"WHEREAS, the United States Department of the Treasury (the "Investor") may from time to time agree to purchase shares of preferred stock and warrants from eligible financial institutions which elect to participate in the Troubled Asset Relief Program Capital Purchase Program ("CPP");"
Goldman's agreement with Treasury certainly looks like an ordinary securities purchase agreement. But, as was later revealed, Treasury is not an ordinary investor. For one thing, Treasury doesn't appear to have to power to bind the United States Government. Back in October of 2008, when Goldman signed up for the Capital Purchase Program, the attached executive compensation strings were contained in section 111(b) of the Emergency Economic Stabilzation Act of 2008. Section 4.10 of the securities purchase agreement memorializes the intention of the company to "ensure that its Benefit Plans with respect to Senior Executive Officers comply in all respects with section 111(b) of the EESA."
Then Congress changed the rules.
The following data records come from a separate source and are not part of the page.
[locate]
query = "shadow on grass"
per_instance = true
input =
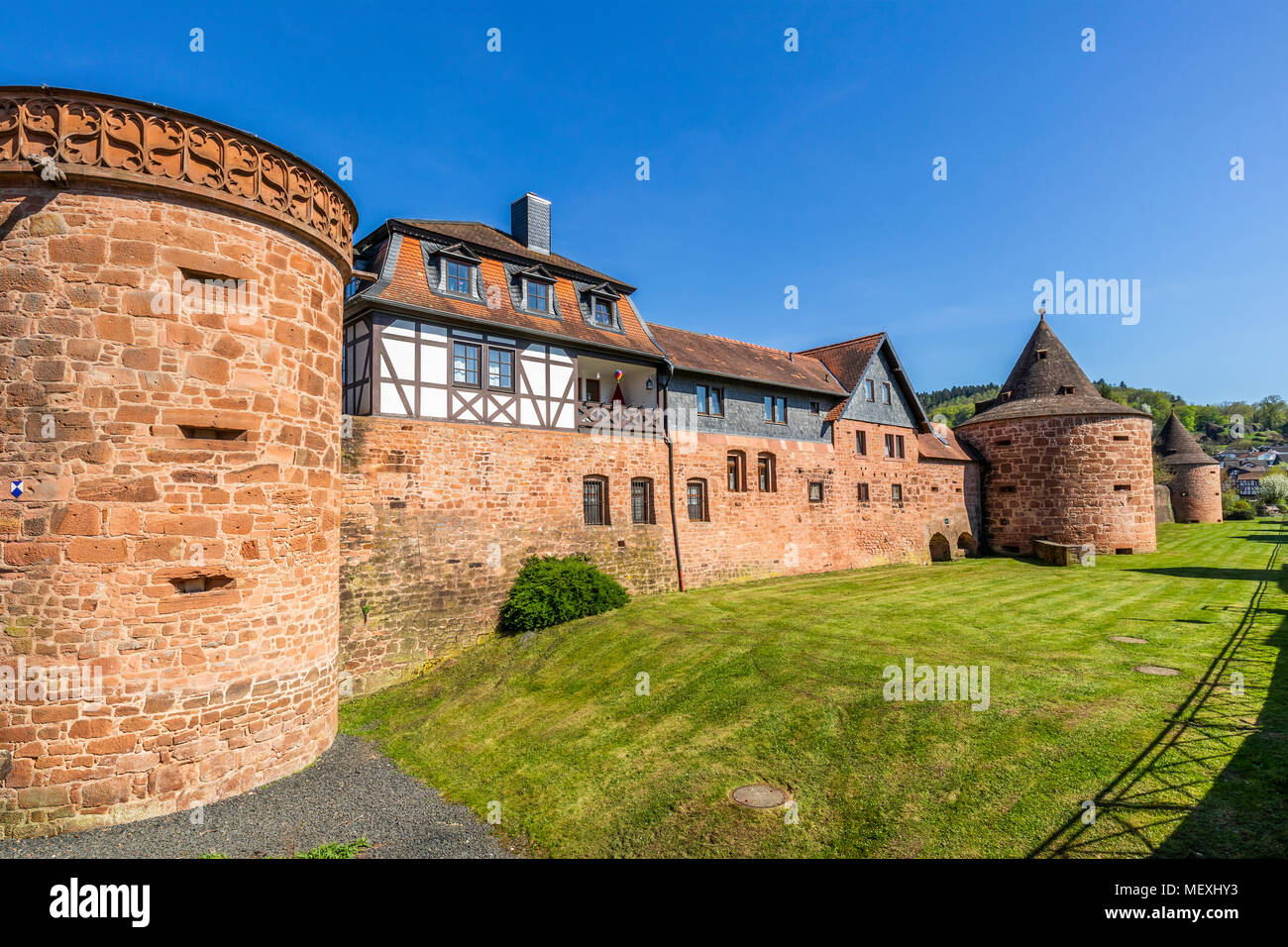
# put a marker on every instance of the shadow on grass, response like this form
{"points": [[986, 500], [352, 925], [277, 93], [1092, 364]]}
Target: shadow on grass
{"points": [[1215, 781]]}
The American Recovery and Reinvestment Act of 2009, passed in February 2009 by the newly-minted 111th Congress, established new, retroactive executive compensation rules for TARP recipients. Effectively, Congress went over Treasury's head and unilateraly amended a bunch of exisiting contracts. This is an emergency and things have been done in a hurry so no one is going to squawk about changed terms, but is it any wonder that TARP recipients want out of these agreements?